Monday, March 30, 2009

Burgers & Fries - Italian-Style

I love Italian food, and I thought, why not combine that with two of my other favorite things - burgers & fries? So that's how this twist on an American classic was created - it was so flavorful and a great change from the norm. I'll definitely be making these again soon...and don't tell the hubby I used baby spinach (my new favorite ingredient) instead of lettuce!


Italiano Burgers with Provolone & Sun Dried Tomatoes

3/4 lb ground round or sirloin
2 cloves garlic, minced
2 tbsp Parmesan cheese
1 tsp Worcestershire sauce
2 tbsp freshly chopped parsley
2 tbsp chopped sun dried tomatoes (softened)

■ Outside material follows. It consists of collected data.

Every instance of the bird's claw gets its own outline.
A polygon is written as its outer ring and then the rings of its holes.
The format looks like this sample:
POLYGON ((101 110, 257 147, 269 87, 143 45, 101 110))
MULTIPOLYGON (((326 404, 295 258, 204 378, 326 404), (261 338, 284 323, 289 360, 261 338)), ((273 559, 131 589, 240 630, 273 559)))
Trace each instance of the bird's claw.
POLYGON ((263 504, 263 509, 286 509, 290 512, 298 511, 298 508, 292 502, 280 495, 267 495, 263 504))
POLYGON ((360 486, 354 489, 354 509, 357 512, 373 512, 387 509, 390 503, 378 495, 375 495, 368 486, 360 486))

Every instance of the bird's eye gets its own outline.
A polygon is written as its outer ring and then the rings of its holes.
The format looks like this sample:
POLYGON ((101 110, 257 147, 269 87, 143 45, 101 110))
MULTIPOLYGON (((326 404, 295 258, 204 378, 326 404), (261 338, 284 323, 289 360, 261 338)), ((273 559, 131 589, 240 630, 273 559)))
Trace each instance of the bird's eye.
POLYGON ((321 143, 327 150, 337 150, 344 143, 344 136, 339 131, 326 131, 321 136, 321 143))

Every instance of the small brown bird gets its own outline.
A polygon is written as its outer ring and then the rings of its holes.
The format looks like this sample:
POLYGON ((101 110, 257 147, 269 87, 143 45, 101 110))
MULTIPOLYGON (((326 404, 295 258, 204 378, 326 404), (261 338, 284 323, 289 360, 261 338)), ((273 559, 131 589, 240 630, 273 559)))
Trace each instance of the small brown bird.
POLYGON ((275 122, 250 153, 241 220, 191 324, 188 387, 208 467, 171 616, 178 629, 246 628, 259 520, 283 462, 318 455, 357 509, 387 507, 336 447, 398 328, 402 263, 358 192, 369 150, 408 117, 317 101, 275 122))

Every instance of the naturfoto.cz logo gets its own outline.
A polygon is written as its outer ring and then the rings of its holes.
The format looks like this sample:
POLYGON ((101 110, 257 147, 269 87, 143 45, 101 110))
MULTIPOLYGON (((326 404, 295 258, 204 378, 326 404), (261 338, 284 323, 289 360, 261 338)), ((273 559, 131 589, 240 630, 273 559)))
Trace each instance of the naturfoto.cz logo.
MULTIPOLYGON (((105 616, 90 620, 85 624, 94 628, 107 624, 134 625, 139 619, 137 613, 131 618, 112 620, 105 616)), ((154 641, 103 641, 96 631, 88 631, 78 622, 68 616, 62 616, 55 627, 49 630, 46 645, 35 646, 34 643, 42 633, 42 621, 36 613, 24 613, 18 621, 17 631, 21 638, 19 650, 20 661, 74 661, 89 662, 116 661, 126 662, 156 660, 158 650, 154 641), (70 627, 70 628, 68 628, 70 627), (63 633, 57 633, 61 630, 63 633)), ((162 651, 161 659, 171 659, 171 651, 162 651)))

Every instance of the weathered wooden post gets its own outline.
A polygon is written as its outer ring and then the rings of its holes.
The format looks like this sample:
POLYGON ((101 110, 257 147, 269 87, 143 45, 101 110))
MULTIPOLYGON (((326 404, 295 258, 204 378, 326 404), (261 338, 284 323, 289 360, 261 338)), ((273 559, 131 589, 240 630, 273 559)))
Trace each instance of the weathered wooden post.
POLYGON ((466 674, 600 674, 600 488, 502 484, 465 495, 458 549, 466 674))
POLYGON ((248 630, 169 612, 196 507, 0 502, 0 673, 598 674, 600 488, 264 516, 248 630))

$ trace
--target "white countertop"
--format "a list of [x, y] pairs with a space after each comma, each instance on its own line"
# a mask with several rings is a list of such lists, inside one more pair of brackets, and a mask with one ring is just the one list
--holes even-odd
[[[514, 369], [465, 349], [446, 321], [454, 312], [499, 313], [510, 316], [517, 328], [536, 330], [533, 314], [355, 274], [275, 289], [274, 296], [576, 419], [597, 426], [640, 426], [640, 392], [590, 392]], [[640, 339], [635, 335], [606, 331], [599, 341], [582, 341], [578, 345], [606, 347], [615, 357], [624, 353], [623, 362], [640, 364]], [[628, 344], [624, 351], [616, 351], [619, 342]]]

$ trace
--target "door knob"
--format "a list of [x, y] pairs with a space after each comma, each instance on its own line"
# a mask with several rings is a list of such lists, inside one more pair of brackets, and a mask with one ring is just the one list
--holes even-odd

Toppings - baby spinach leaves, chopped sun dried tomatoes, basil pesto mayo (1/4 cup light mayo mixed with 1/2 tbsp pesto), provolone cheese slices

Heat a grill over med-high heat. Mix all ingredients (except for the toppings) in a large bowl and form two large burgers. Grill about 8 minutes per side, or until desired. With a couple of minutes left, top with provolone, remove and add the remaining toppings.

Italiano Potato Wedges with Parmesan and Parsley

3 medium potatoes
1/2 tsp garlic powder
kosher salt & pepper to taste
1 tbsp EVOO
2 tbsp freshly chopped parsley
2 tbsp Parmesan cheese, shredded

Preheat the oven to 425. Cut potatoes in half, then slice again into wedges (I got 6 larger wedges from each potato). Add to a large bowl. In a small bowl, mix the remaining ingredients and add to potatoes and toss to coat. On a lightly sprayed baking sheet lined with foil, spread out potatoes and add to the oven.

Bake for about 40 minutes turning a couple of times. With about 3 minutes left, remove form oven, add cheese and parsley and bake for another couple of minutes till cheese melts.

4 comments:

Erin said...

This looks yummy!

Lisa said...

Sounds right up my alley! Love the twist on a classic.

Colleen said...

I love how you switched up the flavors here!

Cara said...

This sounds awesome! I love new burger recipes, just in time for grilling weather.